31 Days, Day 4: Garrett’s Best of the Fest, PUFF 2017 Edition

Satan’s cooool.

Philadelphia Unnamed Film Festival has come and gone, and now that I’ve had the weekend to ruminate on the fest, I’m ready to give you my picks for best of the fest.

PUFF 2 was an excellent four days of genre and cult programming that I was delighted to be invited to again. The festival was in a better location, ran smoother, and still managed to feel like a four-day long DIY party. Madeleine Koestner and her crew found 40 great movies to show to packed houses all weekend, and gave a platform to filmmakers from all over the world. There is no reason you shouldn’t set up a google alert for PUFF so you know when next year’s festival is going to be – if you’re in any way a fan of horror or cult movies, this is the best event in Philadelphia going, and it nothing would make me happier than next year’s fest being so well attended they have to turn people away.

But let’s get to the best of the fest. I’m going to save my top short and top feature for the end of the article, instead beginning with some highlights and honorable mentions. We’ll start with my favorite shorts from the weekend. There were 32 shorts screened in total, and I saw every goddamn one and honestly liked nearly all of them. But these three were among my favorites.

Nocturnally Yours, directed by David Ferino, is one of the most bizarre love stories you’ll ever see. When a man accidentally kills himself on the night he means to propose to his girlfriend, he has to find a way to continue his proposal from beyond the grave. And in the age of social media, with a new found ability to possess people, he and his would-be bride find out that swiping right for love still isn’t quite as easy as it sounds. This movie is just so funny and so creative in the way it reveals its premise and the complications that continue to arise from it. It’s also one the best looking shorts from the weekend, with excellent gore FX and some really funny performances. I can’t recommend this enough.
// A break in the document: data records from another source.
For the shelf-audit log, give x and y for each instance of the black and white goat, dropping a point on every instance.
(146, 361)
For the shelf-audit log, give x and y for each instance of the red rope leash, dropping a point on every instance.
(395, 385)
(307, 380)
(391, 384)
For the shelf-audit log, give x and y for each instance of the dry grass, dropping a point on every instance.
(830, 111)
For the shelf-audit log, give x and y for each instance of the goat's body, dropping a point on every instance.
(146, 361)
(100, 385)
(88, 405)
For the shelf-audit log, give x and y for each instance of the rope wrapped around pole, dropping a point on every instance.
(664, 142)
Beauty Aisle, directed by Aaron Levine, is hands down the most effective and affecting film from the festival for me. Which is going to sound strange when I tell you the premise – it’s a two-minute film comprised entirely of extreme close-ups of a woman’s hand shaving Aaron’s ridiculously hairy body with a cheap, pink razor. And then Nair. And then wax. It’s a movie about the double standards of beauty, and as I cringed and tried to look away I realized I was having the most visceral experience I would have all weekend. Something about razors running over skin is just terrifying to me, and it makes that ridiculous standard we hold women to ABUNDANTLY CLEAR. This may not quite be a horror movie, but it was the most horrified I was all weekend, and I think that’s a mark of a great filmmaker. It’s just such a unique movie among the rest of the programming at the festival, and I really think it should be lauded for all it accomplishes in such a short run time.
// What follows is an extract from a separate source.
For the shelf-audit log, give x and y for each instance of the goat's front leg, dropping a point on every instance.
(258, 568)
Times of Zoe, directed by Tim Carlier, is a movie about the lengths we have gone and may continue to go to understand the nature of God. I have a lot of personal history with Christianity and much existential anxiety over what happens when we die, and the light touch with which this movie approaches those subjects actually put me at ease with a lot of that stress. It beautifully illustrates our curiosity and desire to understand, as well as our over-ambition to reach that enlightenment we’re seeking. And it does all of that through very simple means, with hand-built props that effectively evoke a sense of science-fiction and some crude special FX that ultimately serve the story very well precisely because they’re crude. I really loved this short, both for how specific it is to my tastes and interests, and for its sense of humor about life’s biggest questions.
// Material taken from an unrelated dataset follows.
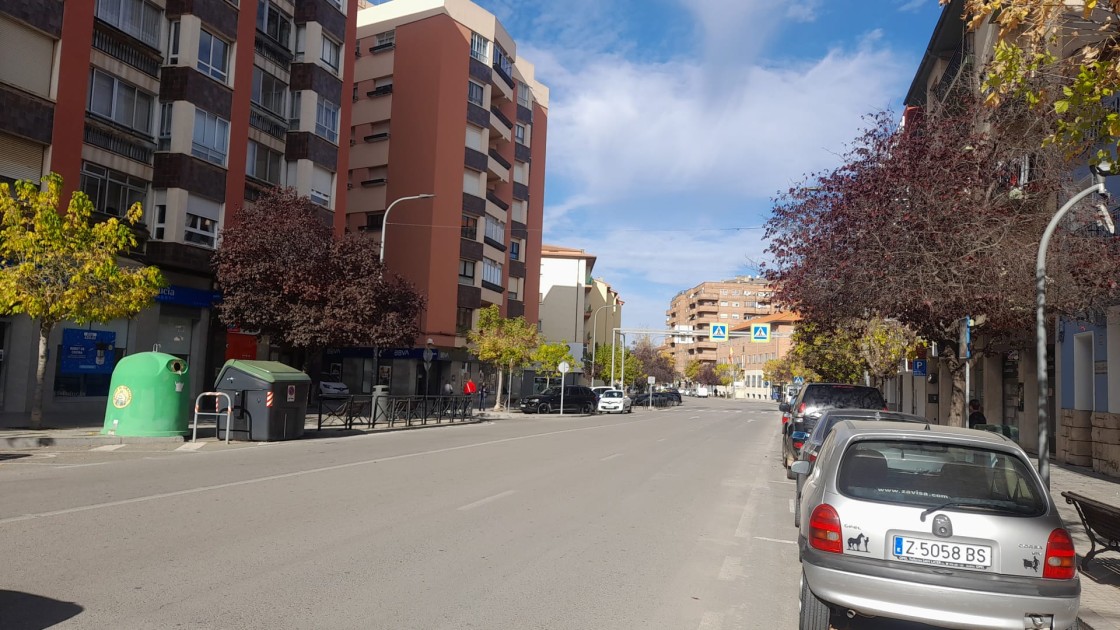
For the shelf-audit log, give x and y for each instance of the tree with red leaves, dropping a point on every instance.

A few honorable mentions from the shorts, if you’ll indulge me. Sludge Easter, directed by Michael Bartolomeo is really interesting experiment in time lapse photography and sound design that I really enjoyed. What the Cat Dragged In/a>, directed by Isaac Ruth is easily one of the funniest shorts that played at the fest. Beta Persei, directed by Katherine Clark is hands down the best looking short we saw at the festival, maybe even outshining the features as far as that goes. And finally Kill the Engine, directed by Derek Frey, is genuinely hilarious and fun. I really wanted to put this on the list above but it got squeezed out by Times of Zoe because, frankly, I’m just so fucking afraid to die I needed the anti-anxiety medication that is that short.

Now lets move onto the features. We saw 10 features, mostly in the horror genre with a few outliers. But even within horror, each of these films is totally unique and interesting in its own right. That said, lets get to my personal favorites.

Tragedy Girls, directed by Tyler MacIntyre, is perfect populous horror, and I don’t mean that to be an insult in any way. The story of two teenage girls who are desperate to be legendary serial killers while simultaneously attempting to enjoy the fame most serial killers don’t get until they’re caught, Tragedy Girls is a worthy successor to Scream for the social media age. The film is jam packed with great actors you’re familiar with, practical FX that will make you squeal with delight, and genuinely funny jokes that you’ll be talking about for weeks to come. If ever there were a festival movie that deserves a wide release, this is it. I had such a blast watching this movie in a packed crowd, and I can’t wait for it to become more available so I can start recommending it to people.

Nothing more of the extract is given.